I am trying to simulate a custom VHDL AXI master connected to Virtex Ultrascale HBM. I am using Vivado 2020.2 and Mentor Questa 2020.4 and RedHat 7. The libraries compiled OK once I used the late version of gcc shipped with Questa (rather than the RHEL 7 default).
The AXI master performs read-add-write cycles with single data beat transactions and fairly random addresses. The custom AXI master has been simulated and tested in hardware with a DDR4 memory interface and largely works. Actually I get data errors at the rate of perhaps 1 in 10E9, which go away if I drop the memory clock rate from 1200 MHz to 1000 MHz. I intend t orevist this once the IP has been tested in other platforms.
Working from the example design, I made a VHDL top level which connected 2 instanaces of my custom master to AXI port 0 and 1 of the HBM. At first this did not work, so I added 35 ps delays to all the signals between the VHDL master and the system Verilog HBM simulation model to ensure data hold time even in the presence of any delta delay cycles particularly in the clock route into the HBM core.
questa.simulate.vsim.more_options* -onfinish final +notimingchecks
With these changes the simulation seems to work on AXI busses 0 and 1.
I wanted to simulate the design using 1, 2, 4 ,8 AXI busses to see how the performace scaled, or how independent the interfaces are. I am tying address bits 31 downto 28 to a constant equals to the AXI port number as my understanding is that means the transactions will not need to be routed between ports.

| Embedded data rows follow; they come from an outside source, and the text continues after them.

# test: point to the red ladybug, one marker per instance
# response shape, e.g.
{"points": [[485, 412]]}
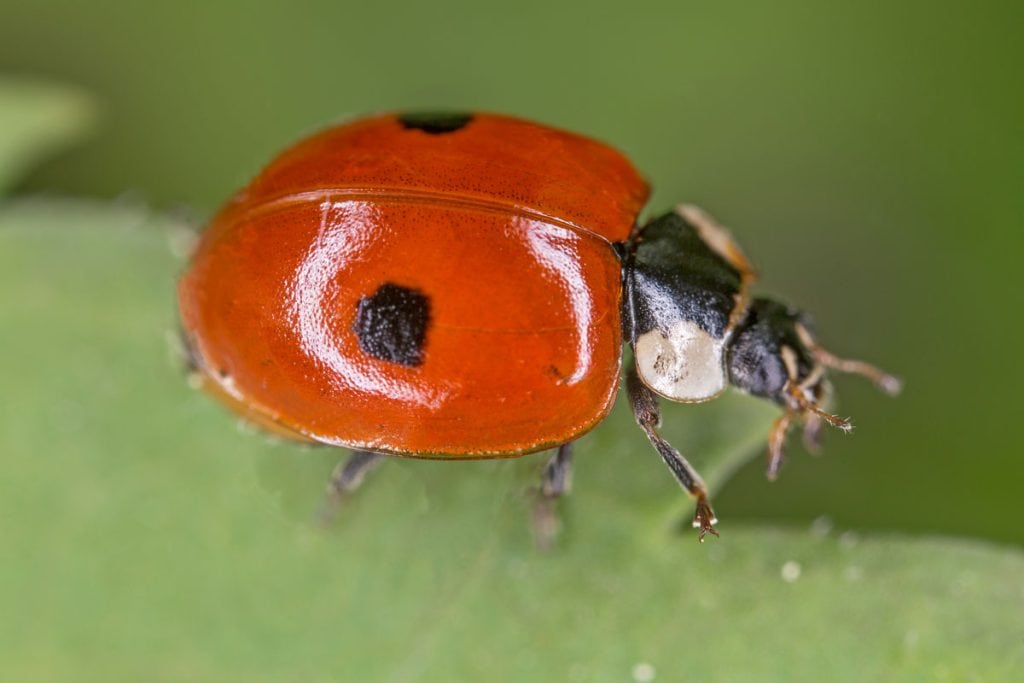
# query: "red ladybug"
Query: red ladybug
{"points": [[459, 286]]}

Have I got this right?
With 1 and 2 AXI port used the simulation works and I see an apporximate 10 % reduction in performance per port when I enable both. My understanding is that the 2 ports on 1 memory controller share resources (command and address busses) to the HBM stack so some level of delay is to be expected, but only a little as there will be many NOP cycles waiting for tRAS, and Column read latency etc.
When I extend to 4 AXI ports enabled, the simualtion run OK with another 4% slowing of performance per port. Given I thought I was using a separate memory controller for AXI ports 2 and 3, should I expect this further reduction in performance?
I then modified the design to use AXI ports 0..7.
Testing with all 8 ports in use, streams 0..3 appear to work but writes to stream 4 and 5 then 6 and 7 lockout after some 10s of cycles.
With 8 ports connected, but ports 0..3 not in use, the burst write operations to ports 4 ..7 all work, however when the read-add-write cycles start, the HBM accepts the first 16 reads but never responds with RVALID.
I tried increasing my hold time delay from 35 ps to 105 ps and then 1005 ps, but it made no difference.